Rachel Nolan

Assistant Professor of International Relations

Rachel Nolan is a historian of modern Latin America. Her research focuses on political violence, Central American civil wars, childhood and the family, historical memory, and U.S.-Latin American relations. She is currently completing a book manuscript on the history of international adoption from Guatemala. Her research has been funded by the Social Science Research Council, Fulbright, the Woodrow Wilson Foundation, and the ACLS/Mellon Foundation. Dr. Nolan holds a B.A. in History and Literature from Harvard University and a doctorate in Latin American and Caribbean History from New York University. Her dissertation won a Dean’s Outstanding Dissertation Award and NYU’s Outstanding Dissertation Award for the Humanities.
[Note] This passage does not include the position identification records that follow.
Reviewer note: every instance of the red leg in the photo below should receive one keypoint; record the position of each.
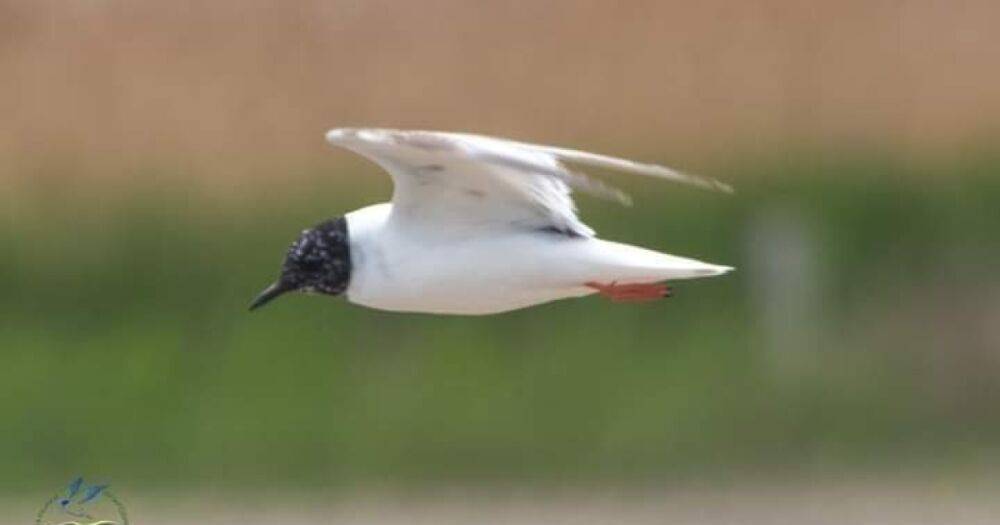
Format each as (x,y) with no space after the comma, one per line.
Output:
(631,293)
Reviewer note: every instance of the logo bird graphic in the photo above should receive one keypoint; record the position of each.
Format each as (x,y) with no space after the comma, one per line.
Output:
(77,497)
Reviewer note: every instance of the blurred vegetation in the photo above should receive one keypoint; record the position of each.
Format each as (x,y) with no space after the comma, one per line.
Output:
(128,353)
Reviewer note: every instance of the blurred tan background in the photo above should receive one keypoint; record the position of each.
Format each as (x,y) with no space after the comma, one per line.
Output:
(227,86)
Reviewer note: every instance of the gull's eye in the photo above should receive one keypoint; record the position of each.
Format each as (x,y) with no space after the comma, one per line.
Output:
(311,265)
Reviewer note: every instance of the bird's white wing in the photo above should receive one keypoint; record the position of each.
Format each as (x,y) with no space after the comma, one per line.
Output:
(458,180)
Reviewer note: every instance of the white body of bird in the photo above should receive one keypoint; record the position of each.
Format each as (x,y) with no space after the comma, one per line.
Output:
(477,225)
(486,274)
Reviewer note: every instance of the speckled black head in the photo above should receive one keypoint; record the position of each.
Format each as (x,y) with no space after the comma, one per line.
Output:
(319,261)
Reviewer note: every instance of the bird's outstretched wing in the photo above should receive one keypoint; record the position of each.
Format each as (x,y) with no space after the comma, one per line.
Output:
(459,180)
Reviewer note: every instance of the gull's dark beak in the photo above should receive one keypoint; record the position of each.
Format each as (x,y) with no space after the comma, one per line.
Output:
(270,293)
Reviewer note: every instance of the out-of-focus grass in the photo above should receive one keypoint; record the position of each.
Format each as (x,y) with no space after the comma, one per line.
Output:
(128,353)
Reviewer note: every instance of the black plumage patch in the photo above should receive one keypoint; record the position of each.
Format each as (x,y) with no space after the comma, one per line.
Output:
(320,259)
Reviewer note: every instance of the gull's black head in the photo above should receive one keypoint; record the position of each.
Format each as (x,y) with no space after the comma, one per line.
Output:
(319,261)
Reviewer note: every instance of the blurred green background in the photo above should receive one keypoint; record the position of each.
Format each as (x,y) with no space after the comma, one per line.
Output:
(159,157)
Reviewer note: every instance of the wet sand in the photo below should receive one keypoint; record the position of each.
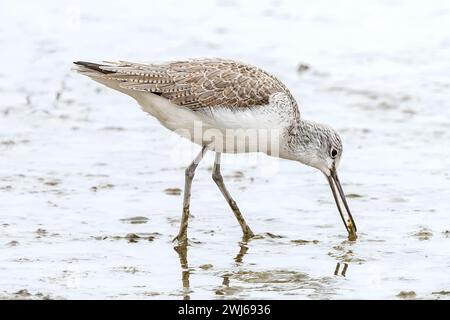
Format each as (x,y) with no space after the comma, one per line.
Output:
(91,187)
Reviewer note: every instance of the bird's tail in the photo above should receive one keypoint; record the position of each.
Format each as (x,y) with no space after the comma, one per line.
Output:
(96,72)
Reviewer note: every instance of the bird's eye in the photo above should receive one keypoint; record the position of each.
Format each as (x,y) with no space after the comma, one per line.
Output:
(333,153)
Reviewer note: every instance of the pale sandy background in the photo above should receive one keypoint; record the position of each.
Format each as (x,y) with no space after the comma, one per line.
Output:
(77,159)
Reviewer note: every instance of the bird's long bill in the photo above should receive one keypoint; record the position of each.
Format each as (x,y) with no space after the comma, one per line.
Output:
(341,203)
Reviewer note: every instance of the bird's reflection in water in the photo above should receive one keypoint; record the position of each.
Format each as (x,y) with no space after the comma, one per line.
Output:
(338,269)
(243,248)
(185,271)
(182,251)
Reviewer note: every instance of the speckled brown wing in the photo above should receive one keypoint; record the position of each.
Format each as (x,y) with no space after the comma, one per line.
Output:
(198,84)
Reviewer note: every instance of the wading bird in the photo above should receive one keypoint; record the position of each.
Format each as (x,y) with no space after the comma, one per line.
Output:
(229,98)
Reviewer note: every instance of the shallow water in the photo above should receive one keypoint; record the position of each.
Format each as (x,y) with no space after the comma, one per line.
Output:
(90,186)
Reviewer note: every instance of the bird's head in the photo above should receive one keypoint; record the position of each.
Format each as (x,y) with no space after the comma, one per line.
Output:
(320,146)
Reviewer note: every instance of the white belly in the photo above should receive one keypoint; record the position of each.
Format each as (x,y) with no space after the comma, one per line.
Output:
(223,130)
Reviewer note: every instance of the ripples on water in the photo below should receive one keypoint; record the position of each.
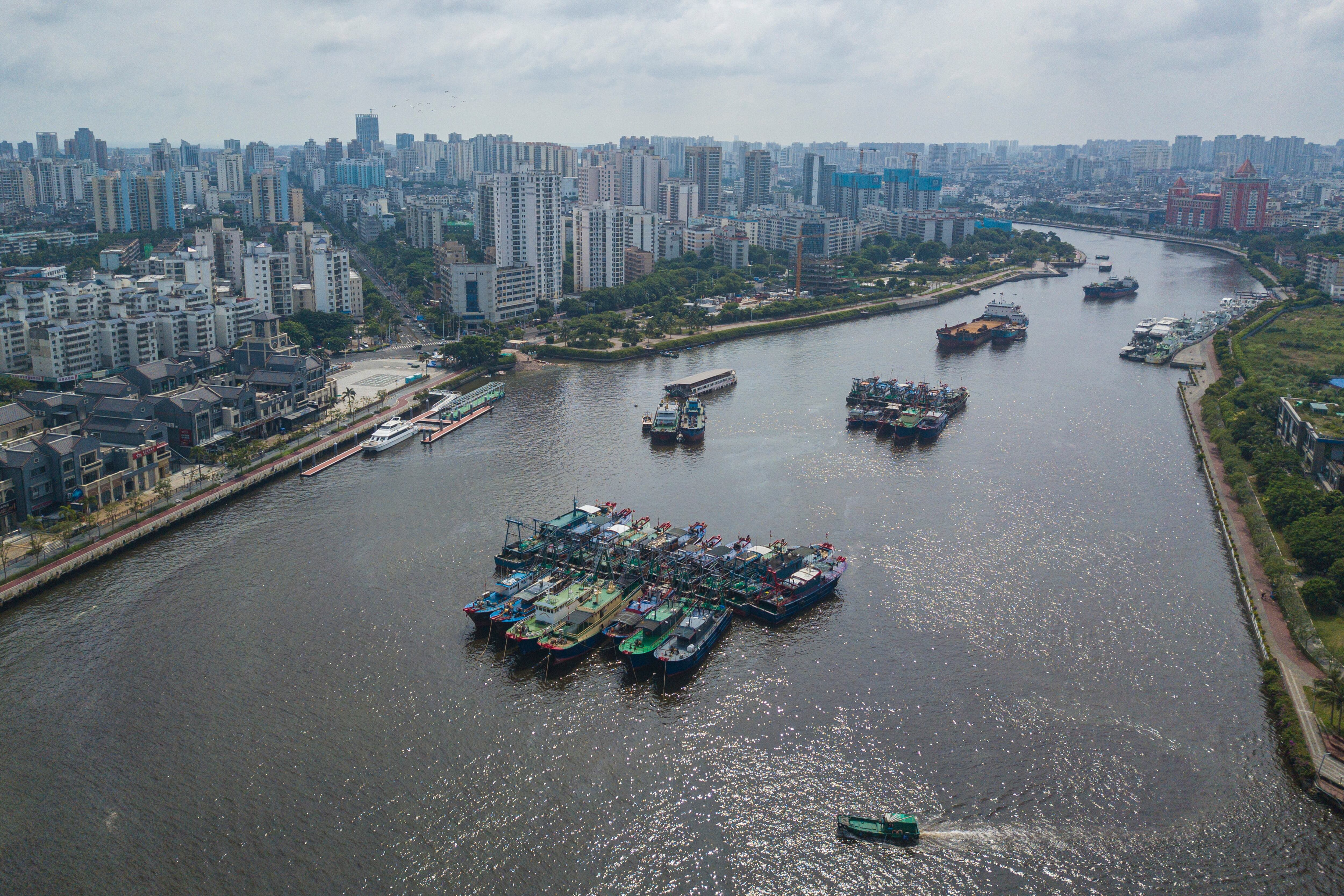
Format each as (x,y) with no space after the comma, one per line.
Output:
(1038,651)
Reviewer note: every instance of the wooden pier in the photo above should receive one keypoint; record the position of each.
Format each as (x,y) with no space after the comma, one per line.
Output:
(433,436)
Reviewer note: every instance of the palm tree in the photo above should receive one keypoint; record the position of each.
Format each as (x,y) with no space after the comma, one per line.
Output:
(1330,691)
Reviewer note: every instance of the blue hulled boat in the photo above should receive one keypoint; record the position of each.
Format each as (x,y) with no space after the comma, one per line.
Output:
(690,645)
Before joining the faculty at Boston University, she held a postdoctoral fellowship at the Columbia Society of Fellows in the Humanities at Columbia University. Prior to becoming a historian, Dr. Nolan worked as a journalist. Her writing has appeared in Harper’s Magazine, the New York Times, the London Review of Books, and El Faro, among other publications.

Professor Nolan’s areas of expertise include political violence, Central America, Mexico, civil and dirty wars in Latin America, genocide, history of childhood and the family, deportation history, and U.S.-Latin American relations.